Riyadh Newspaper | WHO: Oral diseases affect nearly half of humanity

WHO: Oral diseases affect nearly half of humanity

The World Health Organization announced in a report released Thursday that nearly half of the world’s population suffers from oral diseases, including rotting teeth, swollen gums and oral cancer.

The new report highlights stark inequalities in access to oral health services, noting that this situation has severely affected the most vulnerable and disadvantaged population groups.

“Oral health has long been neglected in global health (policy),” said WHO chief Tedros Adhanom Ghebreyesus, noting that “many oral diseases are preventable and treatable with affordable measures.”

The United Nations health agency concluded that 45% of the world’s population, or about 3.5 billion people, suffer from tooth decay, gum disease and other oral diseases.

The report, which provides the first comprehensive picture of the situation in 194 countries, showed that global cases have increased by a billion over the past three decades.

The World Health Organization said this was a “clear indication that many people lack access to prevention and treatment of oral diseases”.

The most common diseases in this area are dental caries, acute periodontal disease, tooth loss and oral cancer.

Untreated tooth decay is the most common problem, affecting an estimated 2.5 billion people worldwide.

Severe periodontal disease, which is a leading cause of total tooth loss, is also estimated to affect around one billion people.

The World Health Organization has said that nearly 380,000 new cases of oral cancers are diagnosed each year.

The report found that three-quarters of people with oral diseases live in low- and middle-income countries.

In all countries, low-income people, people with disabilities, older adults living alone or in nursing homes, and those living in remote and rural communities, or minority groups, bear a higher burden of oral disease, it has WHO added.

The World Health Organization said these patterns are the same as for other non-communicable diseases such as cancer, cardiovascular disease and diabetes.

Risk factors are also similar and include, in particular, excessive sugar intake, tobacco smoking and alcohol intake.

The report, released on Thursday, highlights the barriers to providing adequate oral health services, including dental visits, which often come with high costs.

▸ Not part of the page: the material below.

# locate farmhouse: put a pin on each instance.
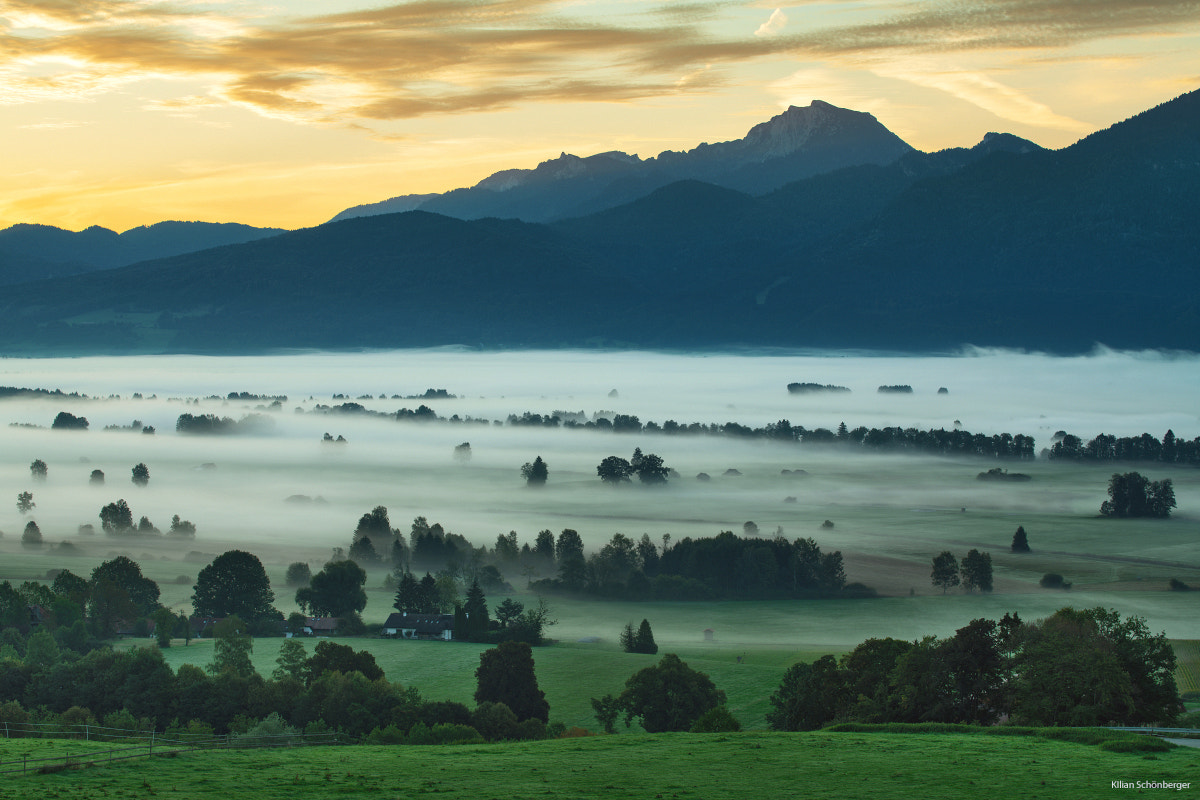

The World Health Organization said this could lead to “catastrophic costs and a significant financial burden on families and societies”.

Meanwhile, reliance on specialized service providers and high-tech equipment makes these services inaccessible to many.

Due to lack of information and monitoring, many people spend a long time seeking or receiving treatment.

The World Health Organization has presented a long list of proposals to address the problem, including calling on countries to include oral health services in their primary health care systems.